X did not see how this was affecting me. My only relief was to share my grief with others, to spread my pain far and wide. I was everyone, and everyone talked about X. "X is ruining our choir." "X can't sing." "Just what does X think he is doing?" "X makes my life miserable."

"My life would be better if X were not in my life."

But that last statement, of course, is false. And immature. My trouble with X brought out my trouble with me. I, not X (or Y or Z or...), am my greatest problem. Unless I come to see the truth of that, I will be forever miserable.

C.S. Lewis, in a beautiful little piece called "The Trouble with X," wrote:

"Even if you became a millionaire, your husband would still be a bully, or your wife would still nag, or your son would still drink, or you'd still have to have your mother-in-law live with you.

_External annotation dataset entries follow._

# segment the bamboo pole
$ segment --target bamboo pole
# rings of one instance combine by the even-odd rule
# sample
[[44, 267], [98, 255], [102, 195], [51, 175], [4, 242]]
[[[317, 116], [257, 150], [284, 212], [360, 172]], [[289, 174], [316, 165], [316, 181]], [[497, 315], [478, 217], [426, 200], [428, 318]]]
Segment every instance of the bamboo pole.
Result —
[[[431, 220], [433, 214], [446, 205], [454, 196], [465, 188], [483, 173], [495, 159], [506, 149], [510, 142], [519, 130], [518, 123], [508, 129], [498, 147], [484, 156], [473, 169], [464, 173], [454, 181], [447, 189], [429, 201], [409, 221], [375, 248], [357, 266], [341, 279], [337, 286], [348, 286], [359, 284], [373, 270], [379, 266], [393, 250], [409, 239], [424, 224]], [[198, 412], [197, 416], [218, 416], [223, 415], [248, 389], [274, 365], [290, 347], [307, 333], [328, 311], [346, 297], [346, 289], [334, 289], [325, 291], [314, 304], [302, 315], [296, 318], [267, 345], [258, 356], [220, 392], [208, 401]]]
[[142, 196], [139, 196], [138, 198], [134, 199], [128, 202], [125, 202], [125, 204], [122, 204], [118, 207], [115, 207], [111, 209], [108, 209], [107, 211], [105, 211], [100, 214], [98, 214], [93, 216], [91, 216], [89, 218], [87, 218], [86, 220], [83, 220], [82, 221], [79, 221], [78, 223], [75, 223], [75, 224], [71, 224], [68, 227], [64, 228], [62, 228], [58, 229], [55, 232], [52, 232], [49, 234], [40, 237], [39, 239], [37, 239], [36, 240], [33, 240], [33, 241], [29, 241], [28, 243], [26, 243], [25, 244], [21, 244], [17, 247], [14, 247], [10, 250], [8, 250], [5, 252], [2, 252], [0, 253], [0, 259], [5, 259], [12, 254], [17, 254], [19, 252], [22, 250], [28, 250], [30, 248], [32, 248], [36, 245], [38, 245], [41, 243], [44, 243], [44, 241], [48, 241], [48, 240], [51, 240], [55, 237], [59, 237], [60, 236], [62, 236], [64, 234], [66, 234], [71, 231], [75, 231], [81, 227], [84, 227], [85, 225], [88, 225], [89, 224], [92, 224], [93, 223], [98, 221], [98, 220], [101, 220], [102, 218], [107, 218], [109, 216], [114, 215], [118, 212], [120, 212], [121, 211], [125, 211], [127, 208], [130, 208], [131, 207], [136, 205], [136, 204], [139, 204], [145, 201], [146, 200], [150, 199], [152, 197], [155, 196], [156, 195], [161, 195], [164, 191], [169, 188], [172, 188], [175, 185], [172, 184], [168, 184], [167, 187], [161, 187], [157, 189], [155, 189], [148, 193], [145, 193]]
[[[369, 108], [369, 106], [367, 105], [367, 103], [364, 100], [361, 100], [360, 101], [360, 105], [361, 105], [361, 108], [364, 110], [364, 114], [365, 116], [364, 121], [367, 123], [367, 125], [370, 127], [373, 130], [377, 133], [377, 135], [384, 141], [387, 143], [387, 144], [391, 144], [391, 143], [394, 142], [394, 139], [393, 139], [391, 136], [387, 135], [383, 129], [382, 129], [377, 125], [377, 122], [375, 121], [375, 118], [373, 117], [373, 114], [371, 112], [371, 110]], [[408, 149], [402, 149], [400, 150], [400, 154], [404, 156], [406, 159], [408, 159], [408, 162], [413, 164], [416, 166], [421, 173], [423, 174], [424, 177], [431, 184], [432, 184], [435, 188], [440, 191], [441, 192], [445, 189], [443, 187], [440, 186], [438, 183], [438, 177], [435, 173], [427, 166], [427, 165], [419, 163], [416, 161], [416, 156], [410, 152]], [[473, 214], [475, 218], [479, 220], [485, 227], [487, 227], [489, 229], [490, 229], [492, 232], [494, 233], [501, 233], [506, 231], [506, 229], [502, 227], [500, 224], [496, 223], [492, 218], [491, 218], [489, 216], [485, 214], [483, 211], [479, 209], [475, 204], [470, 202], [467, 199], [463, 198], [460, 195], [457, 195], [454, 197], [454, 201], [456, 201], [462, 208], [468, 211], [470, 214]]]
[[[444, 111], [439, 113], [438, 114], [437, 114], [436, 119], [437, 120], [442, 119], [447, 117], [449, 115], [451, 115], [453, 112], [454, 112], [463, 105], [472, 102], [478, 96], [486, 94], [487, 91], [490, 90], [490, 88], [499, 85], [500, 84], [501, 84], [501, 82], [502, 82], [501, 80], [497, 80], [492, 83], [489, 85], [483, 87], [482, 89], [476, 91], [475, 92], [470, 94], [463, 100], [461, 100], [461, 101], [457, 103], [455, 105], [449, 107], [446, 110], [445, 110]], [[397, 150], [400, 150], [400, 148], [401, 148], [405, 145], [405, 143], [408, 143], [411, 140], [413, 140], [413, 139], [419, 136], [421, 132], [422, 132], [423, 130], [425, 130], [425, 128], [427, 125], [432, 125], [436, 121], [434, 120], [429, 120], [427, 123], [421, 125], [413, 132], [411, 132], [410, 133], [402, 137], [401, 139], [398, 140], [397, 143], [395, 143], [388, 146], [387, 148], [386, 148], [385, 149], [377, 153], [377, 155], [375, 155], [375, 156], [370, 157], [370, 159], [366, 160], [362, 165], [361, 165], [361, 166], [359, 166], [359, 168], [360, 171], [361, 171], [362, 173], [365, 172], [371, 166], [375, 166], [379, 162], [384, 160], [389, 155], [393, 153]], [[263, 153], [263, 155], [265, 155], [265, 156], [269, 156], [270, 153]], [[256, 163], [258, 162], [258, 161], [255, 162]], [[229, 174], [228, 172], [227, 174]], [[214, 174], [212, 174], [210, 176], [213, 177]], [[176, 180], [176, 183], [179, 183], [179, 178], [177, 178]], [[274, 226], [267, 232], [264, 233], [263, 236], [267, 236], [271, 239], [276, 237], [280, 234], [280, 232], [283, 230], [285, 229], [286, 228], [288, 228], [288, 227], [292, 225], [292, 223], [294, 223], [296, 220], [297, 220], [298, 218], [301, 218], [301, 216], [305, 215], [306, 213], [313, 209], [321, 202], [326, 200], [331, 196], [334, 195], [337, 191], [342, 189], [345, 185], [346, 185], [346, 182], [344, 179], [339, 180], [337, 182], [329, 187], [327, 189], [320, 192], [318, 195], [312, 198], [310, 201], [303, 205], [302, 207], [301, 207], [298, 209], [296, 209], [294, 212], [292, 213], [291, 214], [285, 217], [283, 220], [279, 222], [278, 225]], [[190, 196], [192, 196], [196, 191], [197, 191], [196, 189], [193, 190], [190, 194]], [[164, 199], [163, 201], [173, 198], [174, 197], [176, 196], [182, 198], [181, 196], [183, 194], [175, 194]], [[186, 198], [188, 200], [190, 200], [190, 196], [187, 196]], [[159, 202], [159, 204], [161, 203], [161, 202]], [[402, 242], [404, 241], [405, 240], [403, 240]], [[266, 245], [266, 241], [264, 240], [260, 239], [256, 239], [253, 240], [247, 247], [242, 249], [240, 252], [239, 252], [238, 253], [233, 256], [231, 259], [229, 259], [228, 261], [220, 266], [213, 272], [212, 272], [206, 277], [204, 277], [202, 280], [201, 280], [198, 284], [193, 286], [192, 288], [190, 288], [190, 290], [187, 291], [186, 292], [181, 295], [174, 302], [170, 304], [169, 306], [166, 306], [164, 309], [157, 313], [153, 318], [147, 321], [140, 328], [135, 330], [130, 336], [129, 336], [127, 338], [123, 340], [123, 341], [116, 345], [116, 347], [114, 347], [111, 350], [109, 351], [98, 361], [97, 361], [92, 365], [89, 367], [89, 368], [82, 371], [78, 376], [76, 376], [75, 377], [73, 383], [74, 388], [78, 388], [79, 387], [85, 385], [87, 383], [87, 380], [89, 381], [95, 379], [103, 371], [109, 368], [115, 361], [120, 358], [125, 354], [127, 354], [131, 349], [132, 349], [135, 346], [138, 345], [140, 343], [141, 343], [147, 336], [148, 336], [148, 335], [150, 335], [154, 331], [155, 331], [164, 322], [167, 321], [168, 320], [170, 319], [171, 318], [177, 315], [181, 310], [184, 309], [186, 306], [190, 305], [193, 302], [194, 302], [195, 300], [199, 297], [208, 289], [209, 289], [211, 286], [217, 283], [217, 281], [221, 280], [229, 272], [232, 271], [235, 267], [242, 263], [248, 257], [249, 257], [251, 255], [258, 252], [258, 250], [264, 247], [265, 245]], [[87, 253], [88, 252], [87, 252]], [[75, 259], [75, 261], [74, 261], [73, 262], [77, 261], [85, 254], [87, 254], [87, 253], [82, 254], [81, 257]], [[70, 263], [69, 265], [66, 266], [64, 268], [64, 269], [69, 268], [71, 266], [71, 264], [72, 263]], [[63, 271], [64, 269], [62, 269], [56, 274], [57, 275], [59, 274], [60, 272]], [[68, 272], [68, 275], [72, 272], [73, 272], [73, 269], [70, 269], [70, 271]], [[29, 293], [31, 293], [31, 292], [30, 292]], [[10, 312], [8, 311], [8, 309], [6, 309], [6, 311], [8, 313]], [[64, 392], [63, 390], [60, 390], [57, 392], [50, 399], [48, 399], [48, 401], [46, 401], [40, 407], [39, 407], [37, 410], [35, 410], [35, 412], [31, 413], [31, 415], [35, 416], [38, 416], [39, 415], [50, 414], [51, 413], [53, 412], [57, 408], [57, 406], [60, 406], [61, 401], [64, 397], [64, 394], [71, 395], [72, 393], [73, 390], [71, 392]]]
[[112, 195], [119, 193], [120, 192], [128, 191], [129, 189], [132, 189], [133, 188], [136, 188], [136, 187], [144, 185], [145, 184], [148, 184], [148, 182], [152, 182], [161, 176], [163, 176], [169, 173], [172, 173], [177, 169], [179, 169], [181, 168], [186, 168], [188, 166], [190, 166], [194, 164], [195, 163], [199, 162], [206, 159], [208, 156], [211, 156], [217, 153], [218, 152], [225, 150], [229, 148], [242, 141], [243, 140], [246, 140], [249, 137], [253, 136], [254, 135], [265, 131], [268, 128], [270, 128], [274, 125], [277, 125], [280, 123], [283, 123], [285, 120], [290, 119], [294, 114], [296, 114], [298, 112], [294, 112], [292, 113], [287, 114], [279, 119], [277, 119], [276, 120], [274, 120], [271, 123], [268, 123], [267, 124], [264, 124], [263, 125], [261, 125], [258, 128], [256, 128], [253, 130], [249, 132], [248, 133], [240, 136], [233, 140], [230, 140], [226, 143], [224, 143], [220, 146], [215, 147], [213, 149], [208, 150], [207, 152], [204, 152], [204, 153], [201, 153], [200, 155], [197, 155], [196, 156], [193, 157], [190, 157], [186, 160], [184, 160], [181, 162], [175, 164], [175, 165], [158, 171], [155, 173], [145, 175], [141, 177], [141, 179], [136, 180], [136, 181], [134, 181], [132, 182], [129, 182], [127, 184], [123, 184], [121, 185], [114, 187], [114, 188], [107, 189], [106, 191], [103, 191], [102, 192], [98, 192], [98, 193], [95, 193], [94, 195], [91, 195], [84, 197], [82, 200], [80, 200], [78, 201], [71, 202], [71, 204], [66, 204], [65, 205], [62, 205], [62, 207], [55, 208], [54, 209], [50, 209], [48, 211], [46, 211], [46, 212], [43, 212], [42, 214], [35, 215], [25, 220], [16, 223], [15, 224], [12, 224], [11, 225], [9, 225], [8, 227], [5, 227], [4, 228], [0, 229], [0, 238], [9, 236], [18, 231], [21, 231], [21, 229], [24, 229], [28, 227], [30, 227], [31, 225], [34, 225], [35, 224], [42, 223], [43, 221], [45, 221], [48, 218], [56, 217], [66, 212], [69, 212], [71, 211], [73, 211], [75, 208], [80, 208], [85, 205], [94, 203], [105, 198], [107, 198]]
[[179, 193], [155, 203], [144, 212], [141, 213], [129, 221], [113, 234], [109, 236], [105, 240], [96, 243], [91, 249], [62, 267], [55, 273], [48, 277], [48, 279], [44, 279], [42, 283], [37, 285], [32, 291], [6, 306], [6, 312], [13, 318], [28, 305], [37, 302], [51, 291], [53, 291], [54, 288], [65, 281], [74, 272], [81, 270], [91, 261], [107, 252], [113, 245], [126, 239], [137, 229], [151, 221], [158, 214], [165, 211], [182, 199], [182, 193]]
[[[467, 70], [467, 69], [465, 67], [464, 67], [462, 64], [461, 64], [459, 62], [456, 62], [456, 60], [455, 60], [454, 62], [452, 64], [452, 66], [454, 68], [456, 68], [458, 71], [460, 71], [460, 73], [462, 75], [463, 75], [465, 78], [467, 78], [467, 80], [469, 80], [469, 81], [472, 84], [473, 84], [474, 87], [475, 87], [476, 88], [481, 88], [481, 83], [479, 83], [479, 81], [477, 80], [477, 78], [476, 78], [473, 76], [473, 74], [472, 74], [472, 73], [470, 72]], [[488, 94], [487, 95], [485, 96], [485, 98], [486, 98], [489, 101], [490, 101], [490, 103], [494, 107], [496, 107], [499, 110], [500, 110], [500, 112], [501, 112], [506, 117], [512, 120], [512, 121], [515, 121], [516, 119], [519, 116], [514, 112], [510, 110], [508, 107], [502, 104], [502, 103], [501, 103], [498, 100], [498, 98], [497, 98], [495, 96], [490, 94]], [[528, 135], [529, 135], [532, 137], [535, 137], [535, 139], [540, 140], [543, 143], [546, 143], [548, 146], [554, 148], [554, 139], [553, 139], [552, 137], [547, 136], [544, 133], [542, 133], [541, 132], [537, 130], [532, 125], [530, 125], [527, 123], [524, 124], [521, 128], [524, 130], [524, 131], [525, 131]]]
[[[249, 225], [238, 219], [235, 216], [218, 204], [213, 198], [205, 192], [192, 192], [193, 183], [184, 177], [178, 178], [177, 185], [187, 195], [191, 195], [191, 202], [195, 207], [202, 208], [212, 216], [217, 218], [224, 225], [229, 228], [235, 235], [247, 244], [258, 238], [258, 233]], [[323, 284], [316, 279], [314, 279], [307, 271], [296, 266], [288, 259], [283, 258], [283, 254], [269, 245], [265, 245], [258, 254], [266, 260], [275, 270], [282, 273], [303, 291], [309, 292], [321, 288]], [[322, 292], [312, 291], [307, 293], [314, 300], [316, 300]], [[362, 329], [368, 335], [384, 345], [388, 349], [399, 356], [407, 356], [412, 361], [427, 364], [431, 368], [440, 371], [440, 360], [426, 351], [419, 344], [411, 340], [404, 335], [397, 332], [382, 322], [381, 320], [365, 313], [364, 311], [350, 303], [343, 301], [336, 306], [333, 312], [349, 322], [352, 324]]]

It is a great step forward to realize that this is so; to face up to the fact that even if all external things went right, real happiness would still depend on the character of the people you have to live with--and that you can't alter their characters. And now comes the point. When you have seen this you have, for the first time, had a glimpse of what it must be like for God. For of course, this is (in one way) just what God Himself is up against. He has provided a rich, beautiful world for people to live in. He has given them intelligence to show them how it ought to be used. He has contrived that the things they need for their biological life (food, drink, rest, sleep, exercise) should be positively delightful to them. And, having done all this, He then sees all His plans spoiled--just as our little plans are spoiled--by the crookedness of the people themselves. All the things He has given them to be happy with they turn into occasions for quarreling and jealousy, and excess and hoarding, and tomfoolery..." (C.S. Lewis, "The Trouble with X")

But God's view is different from my view, or from your view. "He sees one more person of the same kind--the one you never do see. I mean, of course, yourself. That is the next great step in wisdom--to realize that you also are just that sort of person. You also have a fatal flaw in your character. All the hopes and plans of others have again and again shipwrecked on your character just as your hopes and plans have shipwrecked on theirs."

God sees me. To God, I am X. And surely, I am X to some people. "It is important to realize that there is some really fatal flaw in you: something which gives others the same feeling of despair which their flaws give you. And it is almost certainly something you don't know about."

There is a second way God is different from me. I don't love X, but God does. God "loves the people in spite of their faults. He goes on loving. He does not let go. Don't say, "It's all very well for Him. He hasn't got to live with them." He has. He is inside them as well as outside them. He is with them far more intimately and closely and incessantly that we can ever be. Every vile thought within their minds (and ours), every moment of spite, envy, arrogance, greed, and self-conceit comes right up against His patient and longing love, and grieves His Spirit more than it grieves ours."

Today, when I think of my attitude towards X, I am saddened. Surely X knew I couldn't stand him. The thought of X knowing that, and still smiling as he sang with all his off-tuned heart, sickens me. Who am I, before God, to treat anyone that way? And who are you to do the same? Lewis writes:

"Be sure that there is something inside you which, unless it is altered, will put it out of God's power to prevent your being eternally miserable. While that something remains, there can be no Heaven for you, just as there can be no sweet smells for a man with a cold in the nose, and no music for a man who is deaf. It's not a question of God "sending" us to Hell. In each of us there is something growing up which will of itself be Hell unless it is nipped in the bud. The matter is serious: let us put ourselves in His hands at once--this very day, this hour."